Member of the National Assembly of Zimbabwe for Mabvuku-Tafara
- In office 7 September 2023 – 3 October 2023
- Preceded by: James Chidhakwa
- Succeeded by: Pedzai Sakupwanya

Personal details
- Party: Citizens Coalition for Change (2022–present)
- Other political affiliations: MDC Alliance (Until 2020)

= Munyaradzi Kufahakutizwi =

Zimbabwean politician

Munyaradzi Febion Kufahakutizwi is a Zimbabwean politician who served as the Member of the National Assembly of Zimbabwe for Mabvuku-Tafara between September and October 2023 as a member of the Citizens Coalition for Change.

==Political career==
Kufahakutizwi was elected the councillor for ward 19 of the Harare City Council as a member of the MDC Alliance during the 2018 harmonised elections. In October 2020, he was expelled from the MDC and ceased to be councillor. He then joined the newly formed Citizens Coalition for Change party led by former MDC Alliance leader Nelson Chamisa and stood as the party's candidate in the by-election in ward 19 in March 2022 and won the seat back.

Kufahakutizwi was elected Member of Parliament for the seat of Mabvuku-Tafara in the 2023 harmonised elections held in August 2023, having narrowly defeated ZANU–PF's Pedzai Sakupwanya.
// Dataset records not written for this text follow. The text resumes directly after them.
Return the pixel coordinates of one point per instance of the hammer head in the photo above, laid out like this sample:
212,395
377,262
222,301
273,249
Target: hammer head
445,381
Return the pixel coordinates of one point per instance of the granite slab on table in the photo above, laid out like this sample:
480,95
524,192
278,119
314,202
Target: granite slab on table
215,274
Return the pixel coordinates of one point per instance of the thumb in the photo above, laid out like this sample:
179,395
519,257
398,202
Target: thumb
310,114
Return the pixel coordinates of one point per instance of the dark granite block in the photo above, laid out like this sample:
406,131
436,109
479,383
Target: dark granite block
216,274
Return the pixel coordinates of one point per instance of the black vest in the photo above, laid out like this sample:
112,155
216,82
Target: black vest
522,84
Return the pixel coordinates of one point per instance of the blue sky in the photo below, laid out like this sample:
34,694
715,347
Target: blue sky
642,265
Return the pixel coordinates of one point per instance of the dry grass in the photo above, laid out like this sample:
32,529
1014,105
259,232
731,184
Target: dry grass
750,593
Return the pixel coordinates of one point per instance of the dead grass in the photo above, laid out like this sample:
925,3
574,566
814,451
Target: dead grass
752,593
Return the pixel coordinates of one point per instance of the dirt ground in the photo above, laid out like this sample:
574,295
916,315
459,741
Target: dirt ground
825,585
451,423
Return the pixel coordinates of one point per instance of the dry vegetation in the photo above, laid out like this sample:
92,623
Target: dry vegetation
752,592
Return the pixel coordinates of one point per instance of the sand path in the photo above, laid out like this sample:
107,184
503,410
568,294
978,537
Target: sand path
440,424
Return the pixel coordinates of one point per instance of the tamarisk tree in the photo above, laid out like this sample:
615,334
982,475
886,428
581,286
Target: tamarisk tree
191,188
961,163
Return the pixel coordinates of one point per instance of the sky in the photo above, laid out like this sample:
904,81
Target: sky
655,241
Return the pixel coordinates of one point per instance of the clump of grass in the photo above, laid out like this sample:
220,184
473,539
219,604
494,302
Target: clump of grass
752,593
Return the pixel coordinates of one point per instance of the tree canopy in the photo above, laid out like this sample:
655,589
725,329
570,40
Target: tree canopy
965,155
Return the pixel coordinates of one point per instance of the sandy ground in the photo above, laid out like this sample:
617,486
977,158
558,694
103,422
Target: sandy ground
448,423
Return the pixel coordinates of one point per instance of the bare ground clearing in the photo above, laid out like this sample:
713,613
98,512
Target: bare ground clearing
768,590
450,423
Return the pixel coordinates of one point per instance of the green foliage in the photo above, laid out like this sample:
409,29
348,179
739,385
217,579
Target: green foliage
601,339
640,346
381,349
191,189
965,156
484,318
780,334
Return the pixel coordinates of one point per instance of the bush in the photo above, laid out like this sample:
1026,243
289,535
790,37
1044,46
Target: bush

In October 2023, Sengezo Tshabangu wrote a letter to the Speaker of the National Assembly Jacob Mudenda, in which he claimed to be the Secretary-General of the CCC and stated that Kufahakutizwi and other CCC MPs had been expelled from the party. Despite Chamisa telling Mudenda to disregard Tshabangu's letter, Mudenda went ahead and declared the seats vacant, resulting in by-elections in Mabvuku-Tafara and the other constituencies for 9 December 2023. Kufahakutizwi registered to run in the by-election as a member of the CCC, but was barred from running in the by-election by a High Court order on 7 December, which saw Pedzai Sakupwanya win the seat unopposed.